During solver execution, Python callbacks can modify model state in response to computed temperatures — enabling control logic such as thermostats, heater switches, or variable loads.

Setting up a callback#

Assign a Python callable (no arguments, no return value) to the model and activate callbacks:

def thermostat():
    T_ctrl = tmm.nodes.get_T(5)
    if T_ctrl < 293.0:
        tmm.nodes.set_qi(5, 100.0)    # heater ON
    elif T_ctrl > 300.0:
        tmm.nodes.set_qi(5, 0.0)      # heater OFF

tmm.python_extern_callback_transient_after_timestep = thermostat
tmm.python_callbacks_active = True
tmm.callbacks_active        = True

The callback fires after every integration timestep, giving you access to the latest computed temperatures.

Available callback hooks#

Attribute

When it fires

python_extern_callback_solver_loop

Each iteration within a solver step

python_extern_callback_transient_time_change

When the simulation time advances

python_extern_callback_transient_after_timestep

After each completed timestep (most common)

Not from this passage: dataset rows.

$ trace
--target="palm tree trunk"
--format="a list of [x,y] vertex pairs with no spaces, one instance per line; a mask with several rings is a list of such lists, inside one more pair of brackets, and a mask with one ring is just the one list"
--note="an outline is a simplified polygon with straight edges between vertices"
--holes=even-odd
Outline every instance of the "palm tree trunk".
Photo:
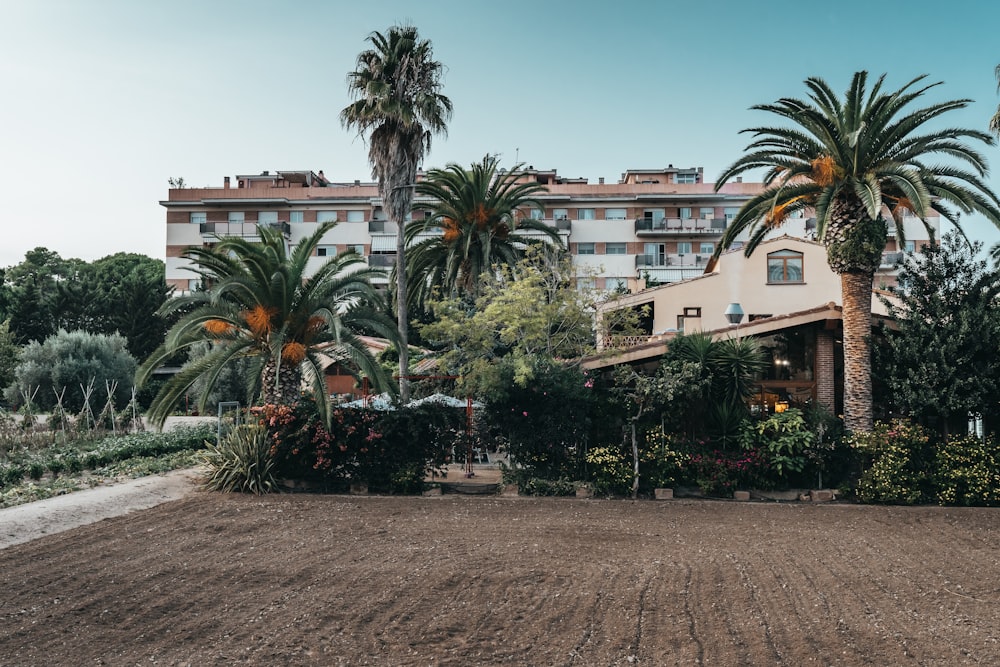
[[396,328],[399,331],[399,400],[410,402],[410,328],[406,312],[406,219],[400,218],[396,234]]
[[844,427],[871,431],[872,422],[872,281],[874,273],[840,274],[844,304]]
[[[277,377],[275,377],[277,376]],[[261,375],[261,394],[265,405],[294,405],[302,393],[302,368],[283,363],[281,367],[270,359]]]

All three are Callable[[], None] — they take no arguments and return nothing. They interact with the model through the captured tmm reference.

Enabling / disabling callbacks#

Two flags must both be True for Python callbacks to execute:

  • tmm.callbacks_active — master switch for all callbacks (C++ and Python)

  • tmm.python_callbacks_active — switch for Python-side callbacks only

Setting tmm.callbacks_active = False disables all callbacks (useful for an initial steady-state solve before the transient phase).